Israel’s high-tech desalination plants are switched to low output, and the Sea of Galilee’s dam already opened amid optimistic predictions of healthy winter rainfall.
Earlier this year, following a winter of good rainfall, Israel’s Water Authority declared that the crippling seven-year drought had come to an end. Nevertheless, officials continued to caution water conservation. Now, it would appear Israel might have too much water.
With another winter of predicted average-to-good rainfall ahead, Water Authority officials believe the Kinneret (Sea of Galilee) could overfill.
So concerned are they by this possibility that two weeks ago the Water Authority tested the Degania Dam that sends water from the Kinneret into the Jordan River. The dam had not been opened since the winter of 1992, when Israel received nearly double the average annual rainfall.
While this might sound more like a blessing than a problem, government officials are concerned about what it will mean for the newly opened desalination plants along Israel’s Mediterranean coast.

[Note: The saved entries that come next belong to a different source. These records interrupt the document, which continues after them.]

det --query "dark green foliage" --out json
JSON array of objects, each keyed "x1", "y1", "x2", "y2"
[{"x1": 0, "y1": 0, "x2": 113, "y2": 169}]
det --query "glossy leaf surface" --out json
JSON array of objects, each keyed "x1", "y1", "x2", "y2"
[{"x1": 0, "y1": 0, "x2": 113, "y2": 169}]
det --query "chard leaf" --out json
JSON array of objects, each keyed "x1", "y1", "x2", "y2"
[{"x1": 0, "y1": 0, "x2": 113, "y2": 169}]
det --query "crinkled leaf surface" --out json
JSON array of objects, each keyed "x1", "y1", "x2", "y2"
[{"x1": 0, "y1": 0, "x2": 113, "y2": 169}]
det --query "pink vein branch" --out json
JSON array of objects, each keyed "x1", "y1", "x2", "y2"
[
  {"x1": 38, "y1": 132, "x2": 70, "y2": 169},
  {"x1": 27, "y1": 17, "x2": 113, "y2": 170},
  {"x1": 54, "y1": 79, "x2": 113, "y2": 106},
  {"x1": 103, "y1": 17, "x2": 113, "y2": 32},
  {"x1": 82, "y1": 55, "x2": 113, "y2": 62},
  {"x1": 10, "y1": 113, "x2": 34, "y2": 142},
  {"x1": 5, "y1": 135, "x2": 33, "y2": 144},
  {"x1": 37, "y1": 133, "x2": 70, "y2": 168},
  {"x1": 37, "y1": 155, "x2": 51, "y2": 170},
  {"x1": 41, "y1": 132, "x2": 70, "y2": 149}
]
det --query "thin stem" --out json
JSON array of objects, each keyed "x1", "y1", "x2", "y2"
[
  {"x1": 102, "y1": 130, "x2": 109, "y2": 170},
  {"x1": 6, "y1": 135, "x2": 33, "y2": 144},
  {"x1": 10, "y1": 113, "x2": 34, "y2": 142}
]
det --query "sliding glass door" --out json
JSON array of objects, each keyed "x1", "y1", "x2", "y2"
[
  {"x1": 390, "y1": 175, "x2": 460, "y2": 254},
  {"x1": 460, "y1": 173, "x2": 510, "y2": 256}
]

In short, the plants will be asked to produce less water this year than they are able to provide. And that means smaller profits. All of this was built into the state’s contracts with the desalination plants, but that doesn’t mean everyone is happy with the situation.
Regardless, Water Authority officials told Israel’s Globes newspaper that the desalination plants were established as a kind of fail-safe to keep Israel from drying up in future droughts. And, according to experts, an even more severe drought than the previous is expected to hit the region in 2015, or shortly thereafter.
“Even if the plants don’t work at full capacity in the coming year, we will soon definitely need their output,” said Water Authority officials. “The Israeli economy has a structural water shortage, and one rainy year does create a new reality.”
In the meantime, the Israeli taxpayers will pay the desalination plants an estimated 160 million shekels ($45 million dollars) for clean water not produced.
As difficult as that prospect might sound, “it is cheaper to pump water from natural sources than to buy water from the desalination plants at full rates,” concluded the Water Authority.